The ICO has ruled that WhatsApps’ data sharing policy with Facebook was illegal

The UK Information Commissioners Office (ICO) has closed its investigation into the data sharing between Facebook and it’s messaging app WhatsApp, concluding that neither platform shares data with one another in any way other than the lawful processing of basic data.

A summary of the enquiry

WhatsApp was ordered to suspend its sharing of personal data with its parent company, Facebook, back in November 2016 following the launch of the official enquiry that August. The ICO was driven to commence the review of WhatsApps’ data sharing activities after the messaging app made an update to its privacy policy indicating that it would begin sharing its user’s data with Facebook. As part of its long-running enquiry, the ICO did, in fact, resolve that if WhatsApp had proceeded with it’s intended data sharing, it would have been flouting both the first and second principles of the Data Protection Act and would, therefore, have been acting illegally. This is because it had failed to adequately inform its users about the processing and sharing of their personal data, as well as having proposed to process the personal data in a manner that did not correspond with the original purpose for which it had been obtained.
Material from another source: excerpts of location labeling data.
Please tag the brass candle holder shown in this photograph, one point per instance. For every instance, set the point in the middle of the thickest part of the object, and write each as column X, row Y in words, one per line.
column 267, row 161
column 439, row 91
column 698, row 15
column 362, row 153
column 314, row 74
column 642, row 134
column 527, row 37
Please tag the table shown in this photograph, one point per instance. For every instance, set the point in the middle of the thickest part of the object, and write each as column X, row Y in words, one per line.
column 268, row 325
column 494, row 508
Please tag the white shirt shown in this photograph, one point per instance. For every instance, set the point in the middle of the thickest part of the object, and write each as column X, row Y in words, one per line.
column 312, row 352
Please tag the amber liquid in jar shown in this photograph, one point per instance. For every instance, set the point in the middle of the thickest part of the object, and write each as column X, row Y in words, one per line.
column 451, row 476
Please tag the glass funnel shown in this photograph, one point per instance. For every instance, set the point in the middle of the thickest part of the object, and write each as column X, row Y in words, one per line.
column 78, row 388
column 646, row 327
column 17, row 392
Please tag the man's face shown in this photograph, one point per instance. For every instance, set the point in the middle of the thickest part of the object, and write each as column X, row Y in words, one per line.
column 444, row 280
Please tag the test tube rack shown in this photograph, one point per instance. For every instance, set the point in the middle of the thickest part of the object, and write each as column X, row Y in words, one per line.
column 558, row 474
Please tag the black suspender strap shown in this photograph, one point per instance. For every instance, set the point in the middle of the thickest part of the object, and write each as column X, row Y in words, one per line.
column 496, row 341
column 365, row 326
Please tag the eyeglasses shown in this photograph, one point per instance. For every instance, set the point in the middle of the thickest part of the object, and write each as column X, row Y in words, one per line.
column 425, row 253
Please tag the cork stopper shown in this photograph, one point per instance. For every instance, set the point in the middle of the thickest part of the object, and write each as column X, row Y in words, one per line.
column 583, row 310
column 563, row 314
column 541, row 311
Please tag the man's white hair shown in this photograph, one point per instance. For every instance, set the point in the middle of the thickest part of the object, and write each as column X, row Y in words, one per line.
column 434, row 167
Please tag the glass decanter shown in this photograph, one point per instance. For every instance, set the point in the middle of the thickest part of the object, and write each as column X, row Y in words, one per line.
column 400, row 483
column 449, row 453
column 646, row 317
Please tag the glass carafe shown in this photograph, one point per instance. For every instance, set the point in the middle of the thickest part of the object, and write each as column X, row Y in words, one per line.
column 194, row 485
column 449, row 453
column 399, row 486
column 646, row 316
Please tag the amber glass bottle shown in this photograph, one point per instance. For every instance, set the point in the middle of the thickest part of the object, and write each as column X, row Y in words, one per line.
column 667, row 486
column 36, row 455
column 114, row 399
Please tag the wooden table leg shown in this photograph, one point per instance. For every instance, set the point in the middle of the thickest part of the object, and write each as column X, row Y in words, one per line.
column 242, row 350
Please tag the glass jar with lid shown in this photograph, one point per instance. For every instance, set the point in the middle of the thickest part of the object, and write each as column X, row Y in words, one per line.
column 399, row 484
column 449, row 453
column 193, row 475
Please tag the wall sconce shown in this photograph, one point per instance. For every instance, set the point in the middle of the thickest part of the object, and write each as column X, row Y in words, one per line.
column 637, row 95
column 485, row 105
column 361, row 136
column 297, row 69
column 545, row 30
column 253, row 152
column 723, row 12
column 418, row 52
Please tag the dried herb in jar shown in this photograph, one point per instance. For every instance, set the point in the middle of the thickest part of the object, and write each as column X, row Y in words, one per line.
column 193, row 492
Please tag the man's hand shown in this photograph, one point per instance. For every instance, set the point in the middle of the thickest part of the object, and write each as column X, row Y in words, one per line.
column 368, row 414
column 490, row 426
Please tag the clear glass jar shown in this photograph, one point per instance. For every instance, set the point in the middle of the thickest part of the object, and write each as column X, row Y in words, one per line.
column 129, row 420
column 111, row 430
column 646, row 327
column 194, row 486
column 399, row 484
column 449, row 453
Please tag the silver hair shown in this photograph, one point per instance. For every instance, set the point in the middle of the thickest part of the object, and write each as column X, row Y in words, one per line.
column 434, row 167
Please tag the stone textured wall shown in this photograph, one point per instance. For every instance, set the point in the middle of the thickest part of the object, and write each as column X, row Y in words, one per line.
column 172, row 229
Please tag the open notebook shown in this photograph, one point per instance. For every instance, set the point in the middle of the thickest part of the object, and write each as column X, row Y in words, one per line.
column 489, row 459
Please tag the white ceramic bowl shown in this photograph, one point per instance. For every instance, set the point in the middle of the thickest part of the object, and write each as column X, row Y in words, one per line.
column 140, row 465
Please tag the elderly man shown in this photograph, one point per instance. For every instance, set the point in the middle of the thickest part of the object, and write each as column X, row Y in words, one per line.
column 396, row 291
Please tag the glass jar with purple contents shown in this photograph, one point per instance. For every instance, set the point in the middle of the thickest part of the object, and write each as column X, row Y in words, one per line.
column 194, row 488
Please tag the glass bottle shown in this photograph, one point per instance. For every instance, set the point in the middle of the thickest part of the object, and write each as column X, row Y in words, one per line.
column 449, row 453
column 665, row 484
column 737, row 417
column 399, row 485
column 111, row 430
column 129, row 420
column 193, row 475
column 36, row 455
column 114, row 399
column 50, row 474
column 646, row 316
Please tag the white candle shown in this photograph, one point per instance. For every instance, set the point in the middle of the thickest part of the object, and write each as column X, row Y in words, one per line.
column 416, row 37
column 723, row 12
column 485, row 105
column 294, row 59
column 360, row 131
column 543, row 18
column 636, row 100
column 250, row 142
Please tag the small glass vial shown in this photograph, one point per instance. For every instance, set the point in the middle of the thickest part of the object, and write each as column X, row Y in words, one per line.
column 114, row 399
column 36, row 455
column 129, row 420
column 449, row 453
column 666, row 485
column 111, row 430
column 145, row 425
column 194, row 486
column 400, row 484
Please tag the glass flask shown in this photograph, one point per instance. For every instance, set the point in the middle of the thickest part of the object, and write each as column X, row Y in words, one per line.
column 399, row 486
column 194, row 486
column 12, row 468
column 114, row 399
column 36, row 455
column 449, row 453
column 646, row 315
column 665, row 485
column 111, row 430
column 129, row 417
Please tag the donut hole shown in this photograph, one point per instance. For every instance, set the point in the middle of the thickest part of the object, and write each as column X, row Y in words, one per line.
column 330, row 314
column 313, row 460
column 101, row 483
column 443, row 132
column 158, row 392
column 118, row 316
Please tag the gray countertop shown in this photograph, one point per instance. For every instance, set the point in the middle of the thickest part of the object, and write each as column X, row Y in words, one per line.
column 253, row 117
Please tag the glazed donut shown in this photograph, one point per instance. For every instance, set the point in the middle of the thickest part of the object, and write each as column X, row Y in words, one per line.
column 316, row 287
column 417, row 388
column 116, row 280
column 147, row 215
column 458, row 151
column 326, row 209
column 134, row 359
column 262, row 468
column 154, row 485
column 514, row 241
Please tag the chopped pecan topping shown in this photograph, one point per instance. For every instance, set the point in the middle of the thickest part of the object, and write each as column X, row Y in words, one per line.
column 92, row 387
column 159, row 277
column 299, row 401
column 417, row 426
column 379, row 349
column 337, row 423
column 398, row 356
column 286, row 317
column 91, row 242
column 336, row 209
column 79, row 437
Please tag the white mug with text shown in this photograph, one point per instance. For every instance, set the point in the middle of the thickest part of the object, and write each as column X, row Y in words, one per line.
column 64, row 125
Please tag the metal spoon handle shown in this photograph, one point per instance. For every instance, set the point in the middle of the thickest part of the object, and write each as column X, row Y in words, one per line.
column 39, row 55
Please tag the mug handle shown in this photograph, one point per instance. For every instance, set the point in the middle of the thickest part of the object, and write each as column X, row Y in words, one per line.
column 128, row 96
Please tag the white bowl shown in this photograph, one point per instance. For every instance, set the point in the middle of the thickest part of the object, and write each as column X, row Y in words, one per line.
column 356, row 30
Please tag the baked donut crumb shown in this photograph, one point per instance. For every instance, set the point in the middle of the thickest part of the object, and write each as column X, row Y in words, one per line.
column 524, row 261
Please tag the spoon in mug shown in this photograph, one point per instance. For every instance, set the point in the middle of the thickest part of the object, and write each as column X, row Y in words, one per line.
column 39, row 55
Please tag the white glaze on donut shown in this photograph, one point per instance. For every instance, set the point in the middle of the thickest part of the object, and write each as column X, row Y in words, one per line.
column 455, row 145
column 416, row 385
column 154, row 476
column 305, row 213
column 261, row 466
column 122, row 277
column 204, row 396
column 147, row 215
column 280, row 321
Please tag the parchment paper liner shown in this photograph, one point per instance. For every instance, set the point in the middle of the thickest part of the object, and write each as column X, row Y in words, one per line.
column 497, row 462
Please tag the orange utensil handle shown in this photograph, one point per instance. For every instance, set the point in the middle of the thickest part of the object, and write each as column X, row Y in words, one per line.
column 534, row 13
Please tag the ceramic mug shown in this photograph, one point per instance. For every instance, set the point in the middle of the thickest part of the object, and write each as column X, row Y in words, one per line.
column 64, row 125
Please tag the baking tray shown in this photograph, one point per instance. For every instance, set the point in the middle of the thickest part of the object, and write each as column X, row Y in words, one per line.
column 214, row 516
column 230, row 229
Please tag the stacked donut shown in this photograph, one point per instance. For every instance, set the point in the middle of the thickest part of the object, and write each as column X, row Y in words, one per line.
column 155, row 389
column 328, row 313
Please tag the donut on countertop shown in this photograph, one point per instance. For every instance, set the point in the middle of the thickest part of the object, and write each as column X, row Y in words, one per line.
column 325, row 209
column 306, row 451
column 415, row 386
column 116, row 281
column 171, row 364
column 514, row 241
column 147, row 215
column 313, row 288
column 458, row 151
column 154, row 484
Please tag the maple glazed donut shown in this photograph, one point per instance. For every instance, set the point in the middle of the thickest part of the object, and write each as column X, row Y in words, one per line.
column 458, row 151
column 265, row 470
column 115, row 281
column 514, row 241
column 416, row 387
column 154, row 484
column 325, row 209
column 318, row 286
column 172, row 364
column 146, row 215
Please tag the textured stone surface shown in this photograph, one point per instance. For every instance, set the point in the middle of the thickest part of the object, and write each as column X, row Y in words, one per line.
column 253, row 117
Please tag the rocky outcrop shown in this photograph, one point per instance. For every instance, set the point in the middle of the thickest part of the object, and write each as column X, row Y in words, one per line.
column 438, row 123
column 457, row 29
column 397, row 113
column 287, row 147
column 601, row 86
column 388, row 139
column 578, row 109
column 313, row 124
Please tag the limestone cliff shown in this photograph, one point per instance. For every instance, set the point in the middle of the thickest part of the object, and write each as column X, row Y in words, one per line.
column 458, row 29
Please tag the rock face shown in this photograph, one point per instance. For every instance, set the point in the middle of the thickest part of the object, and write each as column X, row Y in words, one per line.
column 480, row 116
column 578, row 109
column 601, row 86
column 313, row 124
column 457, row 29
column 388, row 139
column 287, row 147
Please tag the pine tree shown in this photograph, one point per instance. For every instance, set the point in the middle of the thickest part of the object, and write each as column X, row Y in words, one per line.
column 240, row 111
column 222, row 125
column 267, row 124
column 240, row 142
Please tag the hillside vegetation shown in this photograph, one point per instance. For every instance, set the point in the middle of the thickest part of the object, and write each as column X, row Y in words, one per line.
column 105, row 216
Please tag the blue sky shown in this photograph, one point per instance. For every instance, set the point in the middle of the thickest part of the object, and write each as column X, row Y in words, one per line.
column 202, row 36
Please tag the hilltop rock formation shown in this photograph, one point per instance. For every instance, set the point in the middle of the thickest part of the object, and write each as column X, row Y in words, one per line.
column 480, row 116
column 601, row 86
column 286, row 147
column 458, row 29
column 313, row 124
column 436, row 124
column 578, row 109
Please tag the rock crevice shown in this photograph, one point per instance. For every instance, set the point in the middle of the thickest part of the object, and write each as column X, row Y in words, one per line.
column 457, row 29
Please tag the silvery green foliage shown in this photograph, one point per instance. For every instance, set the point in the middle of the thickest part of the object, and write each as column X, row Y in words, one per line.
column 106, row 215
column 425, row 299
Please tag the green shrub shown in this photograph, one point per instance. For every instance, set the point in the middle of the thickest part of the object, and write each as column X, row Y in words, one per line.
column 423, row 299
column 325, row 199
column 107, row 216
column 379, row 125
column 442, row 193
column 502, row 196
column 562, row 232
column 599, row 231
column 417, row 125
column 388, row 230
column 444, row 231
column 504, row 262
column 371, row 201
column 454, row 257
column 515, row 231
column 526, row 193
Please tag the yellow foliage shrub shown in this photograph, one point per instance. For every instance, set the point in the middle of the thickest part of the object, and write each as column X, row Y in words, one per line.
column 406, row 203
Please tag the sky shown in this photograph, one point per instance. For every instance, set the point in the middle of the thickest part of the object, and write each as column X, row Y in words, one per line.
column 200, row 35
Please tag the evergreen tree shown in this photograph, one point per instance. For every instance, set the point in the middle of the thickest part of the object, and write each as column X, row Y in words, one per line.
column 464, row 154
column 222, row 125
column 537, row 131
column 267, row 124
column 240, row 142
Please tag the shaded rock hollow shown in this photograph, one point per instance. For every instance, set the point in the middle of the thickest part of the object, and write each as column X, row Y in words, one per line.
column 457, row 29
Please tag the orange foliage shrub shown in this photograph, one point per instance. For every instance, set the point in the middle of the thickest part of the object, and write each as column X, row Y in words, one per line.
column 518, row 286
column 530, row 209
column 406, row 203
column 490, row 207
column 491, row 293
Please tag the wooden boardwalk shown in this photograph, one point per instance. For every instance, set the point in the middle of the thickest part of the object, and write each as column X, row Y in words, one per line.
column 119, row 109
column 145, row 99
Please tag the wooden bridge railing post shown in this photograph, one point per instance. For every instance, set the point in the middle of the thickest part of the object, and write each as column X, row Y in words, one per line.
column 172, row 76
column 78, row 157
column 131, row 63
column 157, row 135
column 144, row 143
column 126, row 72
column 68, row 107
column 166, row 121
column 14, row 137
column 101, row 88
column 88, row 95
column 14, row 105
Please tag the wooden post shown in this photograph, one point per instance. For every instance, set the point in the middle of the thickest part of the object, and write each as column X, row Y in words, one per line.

As a result of the investigation, WhatsApp does not face a fine from the ICO but it has been obliged to sign an agreement that it will not share personal data with Facebook until the two platforms have mutually come up with a way of doing so which is compliant with the GDPR, coming into effect in May this year.

What does this mean for Marketers?

The message that this sends to big tech companies and marketing professionals is that they will be expected to exhibit accountability and full transparency when extracting personal data from their users/customers from now on. It also sets the stage for the rest of the EU whose own Data Protection bodies will no doubt follow suit; both France and Germany are currently undergoing similar investigations concerning the behaviour of WhatsApp and Facebook themselves.

WhatsApp released an official statement regarding the enquiry in which it said:

“WhatsApp cares deeply about the privacy of our users. We collect very little data and every message is end-to-end encrypted. As we’ve repeatedly made clear for the last year, we are not sharing data in the ways that the UK Information Commissioner has said she is concerned about anywhere in Europe.”